Comment espérez-vous changer la vie des personnes atteintes de SP en menant vos travaux de recherche?
Nous espérons trouver des cibles thérapeutiques concrètes en déterminant quels réseaux corticaux deviennent hyperactifs ou se trouvent déconnectés dans le contexte de la maladie et en établissant des liens entre ces schémas de réseaux et les manifestations de la douleur. La connaissance de telles cibles pourrait guider l’élaboration de protocoles de stimulation cérébrale non effractive ou de nouvelles stratégies en matière de médication visant à atténuer l’activité de certains circuits neuraux sans que cela n’ait d’effets secondaires généraux. Nous espérons qu’à long terme, nos connaissances relatives aux circuits de neurones concernés nous permettront de concevoir des traitements personnalisés qui réduiront la douleur ressentie par les personnes atteintes de SP et amélioreront les capacités fonctionnelles de tous ces gens dans le contexte de la vie quotidienne.
Qu’est-ce qui vous plaît le plus dans vos travaux de recherche et quels sont certains des défis auxquels vous faites face?
Ce qui me plaît dans les neurosciences est que celles-ci se trouvent à la croisée des chemins entre le génie optique, la physiologie et la science des données. Les moments les plus gratifiants sont ceux où des étudiants et étudiantes voient une carte corticale scintiller en direct à l’écran et comprennent que, sous leurs yeux, se déroulent les processus qui sous-tendent la pensée et les sensations. Un défi majeur réside dans l’échelle de ces phénomènes et dans l’interprétation. En effet, l’imagerie à l’échelle méso produit de grands ensembles de données, et l’étude des mécanismes et facteurs biologiques en jeu à partir des téraoctets ainsi obtenus nécessite le recours à des méthodes d’analyse avancées et à des ressources informatiques de pointe.
Dans quelle mesure le soutien fourni par SP Canada contribue-t-il à la réalisation de vos travaux de recherche?
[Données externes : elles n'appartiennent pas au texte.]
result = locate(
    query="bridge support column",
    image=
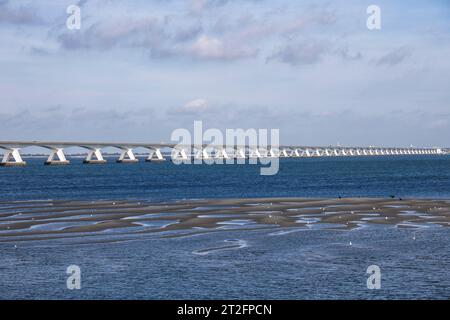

Le soutien apporté par SP Canada est essentiel à notre travail axé sur les données pilotes qui nous permettront de cerner les changements corticaux liés au sexe qui sont associés à la douleur dans le contexte de la SP. Cet appui a joué un rôle crucial dans la mise en œuvre de l’approche axée sur la collaboration qui fait partie intégrante de notre initiative de recherche. Les données que nous recueillons serviront de base à d’autres études mécanistiques de plus grande envergure et, ultimement, à des applications cliniques. SP Canada bâtit également une communauté qui réunit des spécialistes des sciences fondamentales, des cliniciens et cliniciennes, ainsi que des personnes atteintes de SP qui échangent des idées, ce qui permet au milieu de la recherche de centrer ses efforts sur des besoins réels.